The p-value is 0.002302 which is less than 0.05, thus we reject the null hypothesis and claim that there exists a significant difference between the survival rates of subjects that don't use treatment("Obs") vs those who do("Lev", "Lev + 5FU") Based on the negative sign of the coefficients, it is shown that both treatments' hazard rates are both lower than that of the hazard rate of observation group. We see that the coefficient The hazard rate for patients who are on rx of Lev is approximately 97.37 % of the hazard rate for patients in the control ("Obs") The hazard rate for patients who are on rx of Lev + 5FU is approximately 68.96 % of the hazard rate for patients in the control ("Obs"). Thus we see treatment using "Lev + 5FU" lessened hazard rates much more than than using just "Lev" did. A similar narrative is given from the 95% confidence intervals of the hazard ratios of each treatment level to the observation group.
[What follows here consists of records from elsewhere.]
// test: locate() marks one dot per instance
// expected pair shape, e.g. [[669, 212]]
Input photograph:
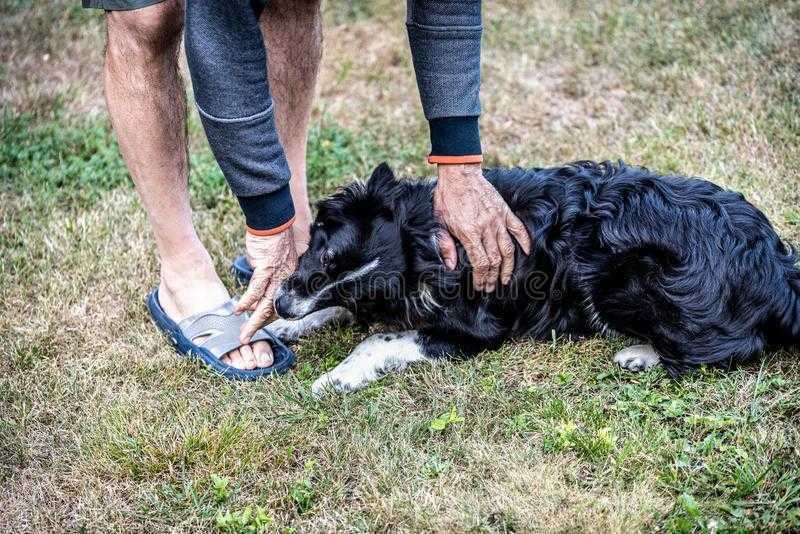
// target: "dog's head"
[[355, 251]]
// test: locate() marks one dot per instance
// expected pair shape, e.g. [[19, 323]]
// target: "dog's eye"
[[326, 258]]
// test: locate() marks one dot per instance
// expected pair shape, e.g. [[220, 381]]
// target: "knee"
[[295, 8], [145, 34]]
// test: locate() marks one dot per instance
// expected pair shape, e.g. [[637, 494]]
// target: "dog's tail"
[[790, 316]]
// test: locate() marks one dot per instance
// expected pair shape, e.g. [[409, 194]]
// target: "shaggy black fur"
[[695, 270]]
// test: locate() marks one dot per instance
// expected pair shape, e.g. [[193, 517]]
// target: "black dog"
[[695, 270]]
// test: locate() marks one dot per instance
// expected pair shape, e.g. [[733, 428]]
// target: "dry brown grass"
[[102, 427]]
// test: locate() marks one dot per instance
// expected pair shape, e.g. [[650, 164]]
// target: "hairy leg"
[[147, 105], [293, 33]]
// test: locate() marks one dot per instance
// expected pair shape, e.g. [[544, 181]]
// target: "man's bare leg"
[[293, 33], [147, 104]]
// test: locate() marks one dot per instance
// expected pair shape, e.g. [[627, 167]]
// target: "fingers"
[[493, 255], [519, 231], [447, 248], [255, 290], [507, 250], [480, 264], [261, 315]]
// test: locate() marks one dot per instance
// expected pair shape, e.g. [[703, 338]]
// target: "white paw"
[[294, 329], [637, 358], [286, 330]]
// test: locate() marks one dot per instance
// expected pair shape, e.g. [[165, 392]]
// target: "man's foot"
[[195, 288]]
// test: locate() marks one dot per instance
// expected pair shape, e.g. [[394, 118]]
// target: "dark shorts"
[[119, 5]]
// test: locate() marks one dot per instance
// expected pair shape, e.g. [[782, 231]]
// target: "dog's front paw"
[[637, 358]]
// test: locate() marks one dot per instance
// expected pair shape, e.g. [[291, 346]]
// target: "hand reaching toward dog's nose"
[[475, 214], [273, 259]]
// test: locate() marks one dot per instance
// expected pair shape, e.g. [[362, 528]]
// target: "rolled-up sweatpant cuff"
[[251, 158]]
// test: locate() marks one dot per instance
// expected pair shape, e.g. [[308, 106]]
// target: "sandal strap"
[[221, 326]]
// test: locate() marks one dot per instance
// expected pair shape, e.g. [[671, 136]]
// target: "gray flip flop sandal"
[[222, 327]]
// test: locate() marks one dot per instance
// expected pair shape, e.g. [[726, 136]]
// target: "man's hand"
[[475, 213], [273, 259]]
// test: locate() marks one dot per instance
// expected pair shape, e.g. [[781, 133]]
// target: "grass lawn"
[[102, 427]]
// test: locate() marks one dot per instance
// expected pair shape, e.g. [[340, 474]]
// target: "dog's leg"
[[637, 358], [293, 329], [371, 359]]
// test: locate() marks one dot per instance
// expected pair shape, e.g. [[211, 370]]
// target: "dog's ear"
[[382, 181]]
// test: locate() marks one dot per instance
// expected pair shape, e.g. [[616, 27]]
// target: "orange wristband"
[[455, 160], [272, 231]]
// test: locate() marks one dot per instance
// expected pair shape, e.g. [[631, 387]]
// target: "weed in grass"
[[445, 420]]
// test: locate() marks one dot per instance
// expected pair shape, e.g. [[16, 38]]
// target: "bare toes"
[[236, 359], [263, 353], [248, 357]]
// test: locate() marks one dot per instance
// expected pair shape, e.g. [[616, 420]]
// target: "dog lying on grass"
[[694, 271]]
#hazard ratio confidence interval
#rxLev to Obs
exp(-0.02664 - 1.96 * 0.11030) # lower

## [1] 0.7844064

exp(-0.02664 + 1.96 * 0.11030) # upper

## [1] 1.208703

#http://www.sthda.com/english/wiki/cox-proportional-hazards-model

The p-value of treatment Lev is 0.809 and the 95% confidence interval of the hazard ratio is 0.7844 to 1.209. The confidence interval includes 1. This indicates that we cannot claim that treatment with only Levamisole had a signficant effect in the hazard rates of the aptients in the study.

#hazard ratio confidence interval
#rxLev + 5FU to Obs
exp(-0.37171 - 1.96 * 0.11875) # lower

## [1] 0.5463694

exp(-0.37171 + 1.96 * 0.11875) # upper

## [1] 0.8702628

#http://www.sthda.com/english/wiki/cox-proportional-hazards-model

The p-value of treatment Lev is 0.00175 and the 95% confidence interval of the hazard ratio is 0.5463 to 0.8702. The confidence interval is less than 1, meaning it possessed statistical significance in reducing the hazard rates of the patients in the study.
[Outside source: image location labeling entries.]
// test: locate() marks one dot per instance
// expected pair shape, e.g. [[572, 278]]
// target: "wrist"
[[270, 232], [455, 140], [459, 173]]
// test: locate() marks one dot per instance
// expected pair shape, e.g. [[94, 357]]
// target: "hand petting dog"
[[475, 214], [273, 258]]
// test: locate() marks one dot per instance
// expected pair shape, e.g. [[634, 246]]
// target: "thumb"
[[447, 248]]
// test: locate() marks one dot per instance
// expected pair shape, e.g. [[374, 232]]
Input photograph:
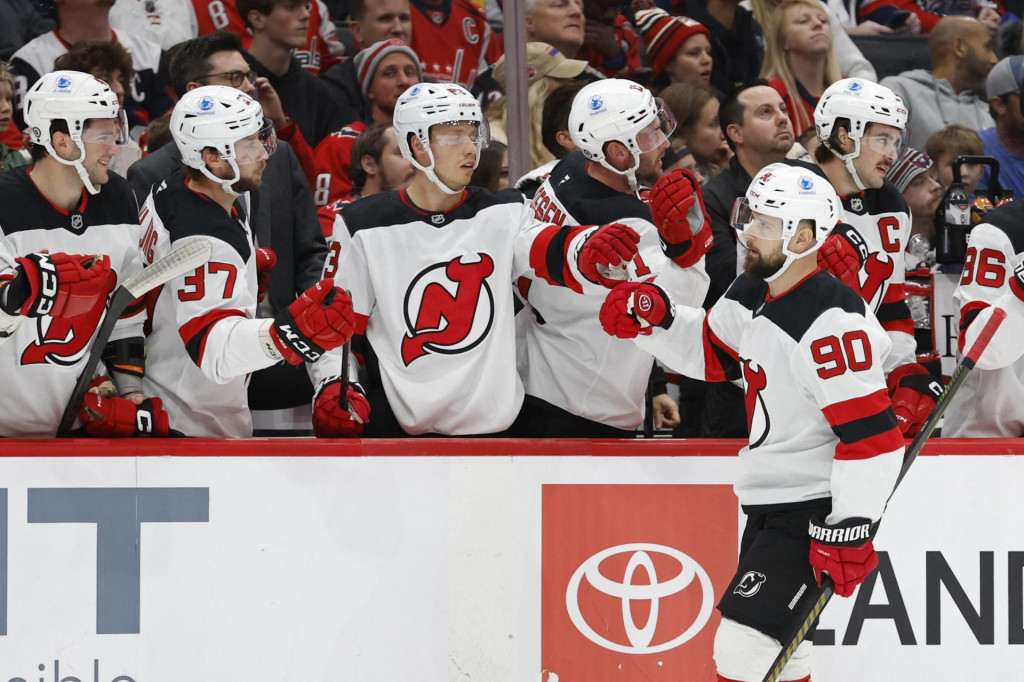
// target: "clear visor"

2.3 BIC Model Fitting with Forward Selection

In this section, we want to find the "correct" model with a set of covariates that predict survival the with the highest accuracy. We want to find the covariates that work the best with our treatment variable "rx".
We will find the best model without the treatment variable "rx" and compare that to the selected model that includes "rx". We used a BIC model fitting forward selection process to identify important covariates we need to consider with treatment in our Cox PH model when testing for the significance of treatments given to colon cancer patients.

#first covariate
death.colon.model1 <- coxph(Surv(time, status) ~ sex, data = death)
death.colon.model2 <- coxph(Surv(time, status) ~ age, data = death)
death.colon.model3 <- coxph(Surv(time, status) ~ obstruct, data = death)
death.colon.model4 <- coxph(Surv(time, status) ~ perfor, data = death)
death.colon.model5 <- coxph(Surv(time, status) ~ adhere, data = death)
death.colon.model6 <- coxph(Surv(time, status) ~ nodes, data = death)
death.colon.model7 <- coxph(Surv(time, status) ~ differ, data = death)
death.colon.model8 <- coxph(Surv(time, status) ~ extent, data = death)
death.colon.model9 <- coxph(Surv(time, status) ~ surg, data = death)
BIC(death.colon.model1, death.colon.model2, death.colon.model3, 
    death.colon.model4, death.colon.model5, death.colon.model6, 
    death.colon.model7, death.colon.model8, death.colon.model9
    )

## Warning in BIC.default(death.colon.model1, death.colon.model2,
## death.colon.model3, : models are not all fitted to the same number of
## observations

the BIC is the smallest for death.colon.model7 which contains the 'differ' variable.

#second covariate
death.colon.model7.1 <- coxph(Surv(time, status) ~ differ + sex, data = death)
death.colon.model7.2 <- coxph(Surv(time, status) ~ differ + age, data = death)
death.colon.model7.3 <- coxph(Surv(time, status) ~ differ + obstruct, data = death)
death.colon.model7.4 <- coxph(Surv(time, status) ~ differ + perfor, data = death)
death.colon.model7.5 <- coxph(Surv(time, status) ~ differ + adhere, data = death)
death.colon.model7.6 <- coxph(Surv(time, status) ~ differ + nodes, data = death)
death.colon.model7.8 <- coxph(Surv(time, status) ~ differ + extent, data = death)
death.colon.model7.9 <- coxph(Surv(time, status) ~ differ + surg, data = death)
BIC(death.colon.model7.1, death.colon.model7.2, death.colon.model7.3, 
    death.colon.model7.4, death.colon.model7.5, death.colon.model7.6, 
    death.colon.model7.8, death.colon.model7.9)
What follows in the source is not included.